Pandemie drängt junge Menschen politisch ins Abseits

Immer mehr Jugendliche sind der Meinung, dass ihre Bedürfnisse und Sorgen von der Politik nicht beachtet werden. Gleichzeitig wachsen die pandemiebedingten Beeinträchtigungen – Einsamkeitsempfinden, Zukunftsängste, psychische Belastungen – immer weiter. Das geht aus zwei Befragungen unter dem Titel „Jugend und Corona“ hervor, die von den Universitäten Hildesheim und Frankfurt/Main durchgeführt und in Kooperation mit der Bertelsmann Stiftung vertiefend ausgewertet worden sind.

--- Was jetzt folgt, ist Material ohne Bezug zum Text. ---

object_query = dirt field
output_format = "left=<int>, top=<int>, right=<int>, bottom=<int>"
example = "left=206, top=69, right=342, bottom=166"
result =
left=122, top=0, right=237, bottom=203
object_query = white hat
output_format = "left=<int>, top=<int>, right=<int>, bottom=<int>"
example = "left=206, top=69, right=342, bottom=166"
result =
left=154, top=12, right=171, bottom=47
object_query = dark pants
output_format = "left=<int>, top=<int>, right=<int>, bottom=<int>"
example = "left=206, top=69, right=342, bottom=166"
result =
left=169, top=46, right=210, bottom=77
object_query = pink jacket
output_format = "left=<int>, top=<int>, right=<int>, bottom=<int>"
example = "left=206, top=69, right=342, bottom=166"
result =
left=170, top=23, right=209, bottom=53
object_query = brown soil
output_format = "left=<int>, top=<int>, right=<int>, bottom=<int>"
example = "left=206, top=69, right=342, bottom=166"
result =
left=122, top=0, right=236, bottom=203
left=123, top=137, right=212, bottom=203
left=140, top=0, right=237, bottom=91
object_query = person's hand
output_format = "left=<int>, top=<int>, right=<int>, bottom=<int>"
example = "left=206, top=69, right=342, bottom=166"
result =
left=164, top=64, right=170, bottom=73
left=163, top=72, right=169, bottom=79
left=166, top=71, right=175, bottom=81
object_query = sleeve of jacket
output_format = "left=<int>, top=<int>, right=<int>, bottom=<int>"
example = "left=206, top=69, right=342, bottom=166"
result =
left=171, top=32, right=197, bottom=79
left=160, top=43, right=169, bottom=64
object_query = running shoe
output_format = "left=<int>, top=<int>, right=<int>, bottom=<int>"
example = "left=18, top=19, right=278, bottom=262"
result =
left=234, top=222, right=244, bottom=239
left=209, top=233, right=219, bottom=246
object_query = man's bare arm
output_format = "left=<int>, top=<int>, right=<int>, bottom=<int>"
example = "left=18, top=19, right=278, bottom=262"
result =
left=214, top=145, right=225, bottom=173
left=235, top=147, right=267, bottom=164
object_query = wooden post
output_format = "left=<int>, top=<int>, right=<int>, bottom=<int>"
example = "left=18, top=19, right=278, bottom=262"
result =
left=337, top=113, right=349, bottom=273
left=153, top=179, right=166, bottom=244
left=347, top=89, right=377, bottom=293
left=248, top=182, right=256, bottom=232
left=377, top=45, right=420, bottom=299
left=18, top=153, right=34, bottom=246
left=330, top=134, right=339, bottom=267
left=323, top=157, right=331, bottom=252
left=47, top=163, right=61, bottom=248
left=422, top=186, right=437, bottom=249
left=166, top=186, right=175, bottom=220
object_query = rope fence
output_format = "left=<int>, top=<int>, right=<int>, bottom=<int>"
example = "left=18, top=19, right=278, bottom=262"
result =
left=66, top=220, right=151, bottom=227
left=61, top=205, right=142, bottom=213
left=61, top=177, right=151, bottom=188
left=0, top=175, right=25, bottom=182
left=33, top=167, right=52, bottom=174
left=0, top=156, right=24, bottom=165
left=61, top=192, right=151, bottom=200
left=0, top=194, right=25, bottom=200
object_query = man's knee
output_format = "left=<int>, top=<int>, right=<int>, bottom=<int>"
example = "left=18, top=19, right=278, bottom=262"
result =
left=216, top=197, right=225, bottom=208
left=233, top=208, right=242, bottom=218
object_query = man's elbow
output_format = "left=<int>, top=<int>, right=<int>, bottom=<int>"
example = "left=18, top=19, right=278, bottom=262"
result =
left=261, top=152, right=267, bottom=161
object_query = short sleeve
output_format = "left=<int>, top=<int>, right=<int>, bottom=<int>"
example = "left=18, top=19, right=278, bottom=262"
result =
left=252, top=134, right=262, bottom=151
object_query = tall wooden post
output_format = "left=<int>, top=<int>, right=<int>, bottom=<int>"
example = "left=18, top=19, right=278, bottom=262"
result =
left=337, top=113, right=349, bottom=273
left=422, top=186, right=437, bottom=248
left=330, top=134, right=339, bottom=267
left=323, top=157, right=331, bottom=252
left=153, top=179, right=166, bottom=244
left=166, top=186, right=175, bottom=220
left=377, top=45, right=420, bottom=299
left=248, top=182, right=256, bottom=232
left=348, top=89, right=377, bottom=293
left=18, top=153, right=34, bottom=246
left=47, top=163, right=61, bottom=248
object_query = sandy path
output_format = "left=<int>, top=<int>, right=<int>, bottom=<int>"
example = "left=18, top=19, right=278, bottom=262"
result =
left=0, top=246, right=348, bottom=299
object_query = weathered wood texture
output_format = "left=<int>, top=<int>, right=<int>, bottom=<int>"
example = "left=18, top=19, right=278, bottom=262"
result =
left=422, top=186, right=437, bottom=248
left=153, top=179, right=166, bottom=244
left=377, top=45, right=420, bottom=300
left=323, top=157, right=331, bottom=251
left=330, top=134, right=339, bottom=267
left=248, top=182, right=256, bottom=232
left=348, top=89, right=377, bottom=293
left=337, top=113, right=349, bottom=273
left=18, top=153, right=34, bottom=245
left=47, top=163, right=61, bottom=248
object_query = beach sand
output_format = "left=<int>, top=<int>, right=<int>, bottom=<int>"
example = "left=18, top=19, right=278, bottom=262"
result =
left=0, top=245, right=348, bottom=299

Angesichts der steigenden Belastungen wären Aufmerksamkeit und Unterstützung für die jungen Menschen besonders wichtig. Doch genau diese vermissen sie. 65 Prozent der befragten Jugendlichen gaben während des zweiten Lockdowns im November 2020 an, dass ihre Sorgen eher nicht oder gar nicht gehört werden. Das ist ein deutlicher Anstieg im Vergleich zur Befragung vom April und Mai 2020, bei der bereits 45 Prozent diesen Eindruck äußerten. Anders als in der öffentlichen Debatte, möchten die Jugendlichen in der Corona-Zeit nicht auf ihre Rolle als Schüler:innen, Auszubildende oder Studierende reduziert werden. Dass sie in der Pandemie auf Vieles verzichten müssen – Kontakte zu Freund:innen und Gleichaltrigen, organisierte Freizeitaktivitäten, Möglichkeiten zur Selbstentfaltung – wird ihrer Meinung nach kaum thematisiert, geschweige denn anerkannt. In die Politik setzen sie nur wenig Hoffnung auf Besserung: 58 Prozent der Befragten sind der Meinung, dass die Situation der Jugendlichen den Politiker:innen nicht wichtig sei. Mit 57,5 Prozent gehen fast genauso viele gar nicht erst davon aus, dass junge Menschen ihre Ideen in die Politik einbringen können.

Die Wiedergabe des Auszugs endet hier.